Une sous étude de l'étude de phase II Lung-MAP apporte une solution aux patients avec un cancer bronchique non à petites cellules avancé, résistants aux inhibiteurs de points de contrôle immunitaires. L'association d'un anti-PD1 avec un inhibiteur du récepteur du VEGF de type 2 améliore significativement la survie globale médiane avec 14,5 mois vs 11,6 mois sous traitement de référence. La tolérance est acceptable avec des effets secondaires reliés au traitement de grades ≥ 3 chez 42% des patients vs 60% sous traitement de référence.

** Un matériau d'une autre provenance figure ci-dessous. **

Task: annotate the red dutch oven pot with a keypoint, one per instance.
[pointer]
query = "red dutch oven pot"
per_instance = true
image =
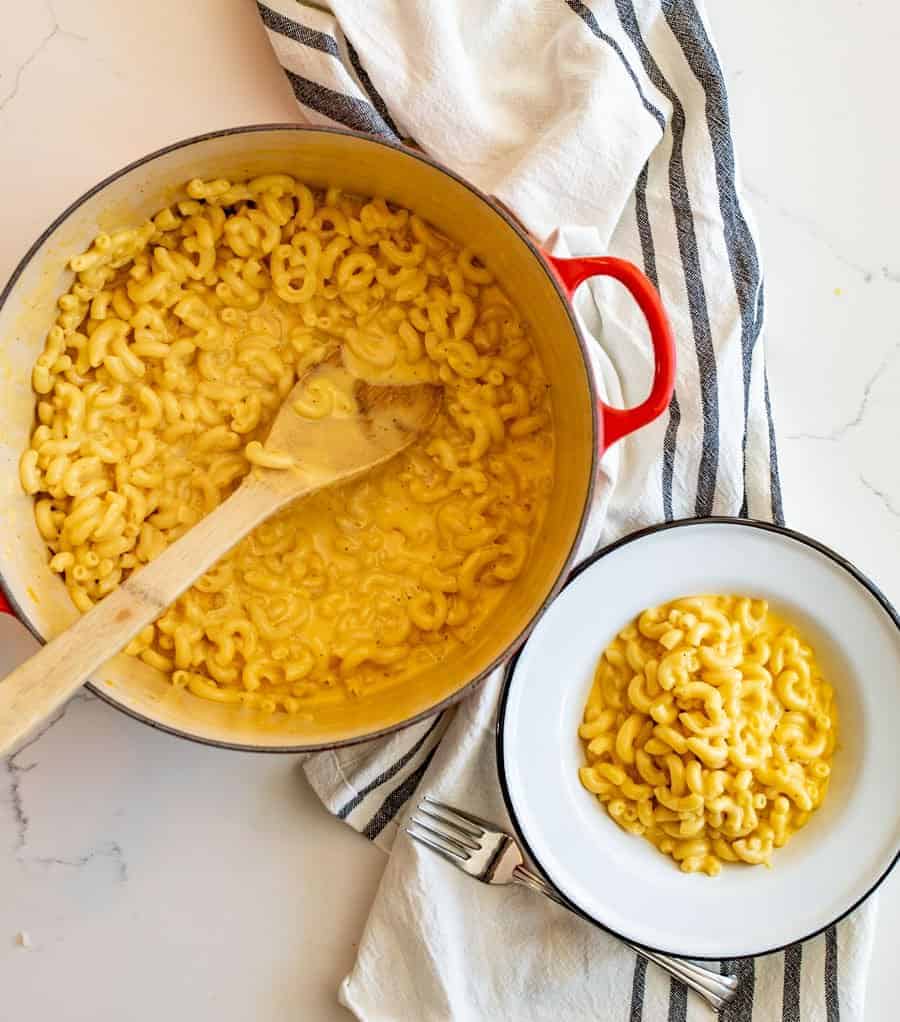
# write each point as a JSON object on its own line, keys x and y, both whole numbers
{"x": 541, "y": 286}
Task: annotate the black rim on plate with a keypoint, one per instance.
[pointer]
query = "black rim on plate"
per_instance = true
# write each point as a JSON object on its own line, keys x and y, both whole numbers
{"x": 519, "y": 231}
{"x": 509, "y": 675}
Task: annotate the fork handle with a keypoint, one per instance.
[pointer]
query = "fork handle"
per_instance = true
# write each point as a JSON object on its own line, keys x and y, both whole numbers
{"x": 715, "y": 989}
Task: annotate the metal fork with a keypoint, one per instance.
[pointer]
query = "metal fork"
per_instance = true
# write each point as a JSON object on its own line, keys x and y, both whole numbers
{"x": 491, "y": 855}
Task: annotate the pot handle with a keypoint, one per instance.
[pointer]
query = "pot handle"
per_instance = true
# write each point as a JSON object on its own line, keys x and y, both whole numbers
{"x": 618, "y": 422}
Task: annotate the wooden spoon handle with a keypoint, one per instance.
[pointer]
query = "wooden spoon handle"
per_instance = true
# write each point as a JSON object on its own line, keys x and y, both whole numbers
{"x": 42, "y": 684}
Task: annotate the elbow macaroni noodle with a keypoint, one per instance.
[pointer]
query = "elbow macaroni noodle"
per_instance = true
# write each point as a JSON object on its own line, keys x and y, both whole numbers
{"x": 709, "y": 731}
{"x": 170, "y": 358}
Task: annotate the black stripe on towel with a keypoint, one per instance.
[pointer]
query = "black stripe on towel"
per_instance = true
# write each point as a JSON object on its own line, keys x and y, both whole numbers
{"x": 302, "y": 34}
{"x": 791, "y": 994}
{"x": 774, "y": 476}
{"x": 348, "y": 110}
{"x": 637, "y": 984}
{"x": 688, "y": 28}
{"x": 677, "y": 1001}
{"x": 741, "y": 1009}
{"x": 648, "y": 251}
{"x": 387, "y": 774}
{"x": 371, "y": 91}
{"x": 833, "y": 1005}
{"x": 396, "y": 799}
{"x": 587, "y": 17}
{"x": 689, "y": 249}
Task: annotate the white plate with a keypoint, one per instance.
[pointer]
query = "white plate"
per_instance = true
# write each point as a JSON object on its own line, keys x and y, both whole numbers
{"x": 621, "y": 881}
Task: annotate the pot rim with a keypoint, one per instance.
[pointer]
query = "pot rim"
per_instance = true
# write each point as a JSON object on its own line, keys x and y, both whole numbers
{"x": 515, "y": 645}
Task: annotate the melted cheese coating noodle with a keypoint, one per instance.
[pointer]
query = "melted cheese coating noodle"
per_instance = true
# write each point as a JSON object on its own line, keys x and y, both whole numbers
{"x": 171, "y": 355}
{"x": 709, "y": 730}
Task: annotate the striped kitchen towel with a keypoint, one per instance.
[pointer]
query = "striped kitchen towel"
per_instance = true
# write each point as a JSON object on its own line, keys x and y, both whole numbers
{"x": 607, "y": 124}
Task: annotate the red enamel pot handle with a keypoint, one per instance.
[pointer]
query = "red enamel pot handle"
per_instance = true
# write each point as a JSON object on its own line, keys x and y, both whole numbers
{"x": 618, "y": 422}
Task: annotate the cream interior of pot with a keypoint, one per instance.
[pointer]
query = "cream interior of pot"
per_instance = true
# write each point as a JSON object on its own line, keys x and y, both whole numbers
{"x": 365, "y": 168}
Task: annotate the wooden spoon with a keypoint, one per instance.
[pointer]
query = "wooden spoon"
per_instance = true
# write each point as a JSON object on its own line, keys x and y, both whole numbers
{"x": 325, "y": 451}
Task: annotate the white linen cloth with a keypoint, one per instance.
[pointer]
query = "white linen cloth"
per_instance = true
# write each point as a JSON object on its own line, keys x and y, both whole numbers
{"x": 608, "y": 124}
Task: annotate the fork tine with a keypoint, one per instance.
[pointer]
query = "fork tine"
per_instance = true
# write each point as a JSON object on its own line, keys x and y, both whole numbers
{"x": 463, "y": 820}
{"x": 451, "y": 856}
{"x": 455, "y": 845}
{"x": 464, "y": 836}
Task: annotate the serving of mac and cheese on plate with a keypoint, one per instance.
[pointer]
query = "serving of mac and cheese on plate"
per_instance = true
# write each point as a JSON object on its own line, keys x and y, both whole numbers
{"x": 709, "y": 730}
{"x": 648, "y": 736}
{"x": 171, "y": 354}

Le traitement du cancer bronchique non à petites cellules (CBNPC) métastatique inclut les anti-PD-1/PD-L1 en monothérapie ou en association avec un anti-CTLA4. Malheureusement un certain nombre de patients deviennent résistants et peu d'options thérapeutiques leur sont proposées. Par ailleurs, des études antérieures ont montré qu'associer un inhibiteur de récepteurs du VEGF (Vascular Endothelial Growth Factor) à un anti-PD1 est bénéfique notamment dans le cancer rénal avancé avec l'axitinib + le pembrolizumab. Dans le CBNPC, l'étude IMPower 150 a été la première à démontrer une amélioration de la survie sans progression (SSP) et de la survie globale (SG) en associant le bévacizumab à un anti-PD1 et chimiothérapie. D'où l'idée de cette nouvelle étude qui a associé un anti-PD-1, le pembrolizumab, à un anti-récepteur du VEGF (Vascular Endothelial Growth Factor) de type 2, le ramucirumab, chez des patients avec un CBNPC avancé en progression antérieurement traité par ICI et un doublet de chimiothérapie à base de Pt.